Published On: Tue, Sep 5th, 2017

What to expect from Hurricane Irma

Sandy HurricaneBRIDGETOWN - Category 5 Hurricane Irma will start bringing effects to the Leeward Islands later today.

Hurricane conditions are expected within the hurricane warning area in the Leeward Islands by tonight, with tropical storm conditions beginning later today. Tropical storm conditions are expected within the tropical storm warning area where hurricane conditions are also possible.

Hurricane conditions are expected to begin within the hurricane warning area in the British and U.S. Virgin Islands and Puerto Rico tomorrow, with tropical storm conditions beginning tonight. Hurricane and tropical storm conditions are possible within the watch area in the Dominican Republic by early Thursday.
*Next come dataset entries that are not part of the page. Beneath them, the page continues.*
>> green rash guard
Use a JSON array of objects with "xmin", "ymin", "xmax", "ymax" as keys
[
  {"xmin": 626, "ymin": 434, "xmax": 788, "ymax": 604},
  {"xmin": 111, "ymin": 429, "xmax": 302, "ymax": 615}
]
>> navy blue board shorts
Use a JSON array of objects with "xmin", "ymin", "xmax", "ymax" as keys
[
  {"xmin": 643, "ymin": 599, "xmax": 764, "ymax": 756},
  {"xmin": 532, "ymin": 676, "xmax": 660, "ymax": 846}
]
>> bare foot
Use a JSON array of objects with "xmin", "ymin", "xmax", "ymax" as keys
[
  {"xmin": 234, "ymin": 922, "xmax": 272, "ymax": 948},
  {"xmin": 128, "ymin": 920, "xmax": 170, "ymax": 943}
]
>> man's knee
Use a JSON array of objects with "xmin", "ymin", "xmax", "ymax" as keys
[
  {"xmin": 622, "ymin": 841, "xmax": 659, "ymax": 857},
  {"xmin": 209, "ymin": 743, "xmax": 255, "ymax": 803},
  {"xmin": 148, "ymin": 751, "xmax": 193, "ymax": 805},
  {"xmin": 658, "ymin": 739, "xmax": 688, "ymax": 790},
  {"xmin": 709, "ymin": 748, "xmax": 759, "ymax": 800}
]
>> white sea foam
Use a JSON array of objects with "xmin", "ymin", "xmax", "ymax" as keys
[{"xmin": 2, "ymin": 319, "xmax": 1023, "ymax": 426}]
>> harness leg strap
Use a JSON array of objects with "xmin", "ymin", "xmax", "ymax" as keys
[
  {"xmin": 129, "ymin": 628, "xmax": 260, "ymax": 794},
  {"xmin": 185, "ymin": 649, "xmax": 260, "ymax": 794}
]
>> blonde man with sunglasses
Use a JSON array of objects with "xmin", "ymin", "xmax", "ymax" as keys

And the National Hurricane Centre (NHC) has given an idea of what else residents of the affected areas should expect.

How much rainfall?

Irma is expected to produce total rainfall accumulations of 4 to 8 inches with isolated maximum amounts of 12 inches across the northern Leeward Islands, the British and U.S. Virgin Islands, and Puerto Rico.  These rainfall amounts may cause life-threatening flash floods and mudslides.

What will happen at sea?

Swells

Swells generated by Irma will affect the northern Leeward Islands, Puerto Rico, and the U.S. and British Virgin Islands during the next several days.  These swells are likely to cause life-threatening surf and rip current conditions.

Storm Surge

The combination of a dangerous storm surge and large breaking waves will raise water levels by as much as 7 to 11 feet above normal tide levels along the coasts of the extreme northern Leeward Islands within the hurricane warning area near and to the north of the center of Irma.  Near the coast, the surge will be accompanied by large and destructive waves.

The combination of a dangerous storm surge and the tide will cause normally dry areas near the coast to be flooded by rising waters moving inland from the shoreline.  The water is expected to reach the following heights above ground if the peak surge occurs at the time of high tide.

British and U.S. Virgin Islands except for St. Croix…7 to 11 ft

Northern coast of Puerto Rico…2 to 4 ft

Southern coast of Puerto Rico and St. Croix…1 to 2 ft

The deepest water will occur along the immediate coast in areas of onshore winds, where the surge will be accompanied by large and destructive waves.  Surge-related flooding depends on the relative timing of the surge and the tidal cycle and can vary greatly over short distances.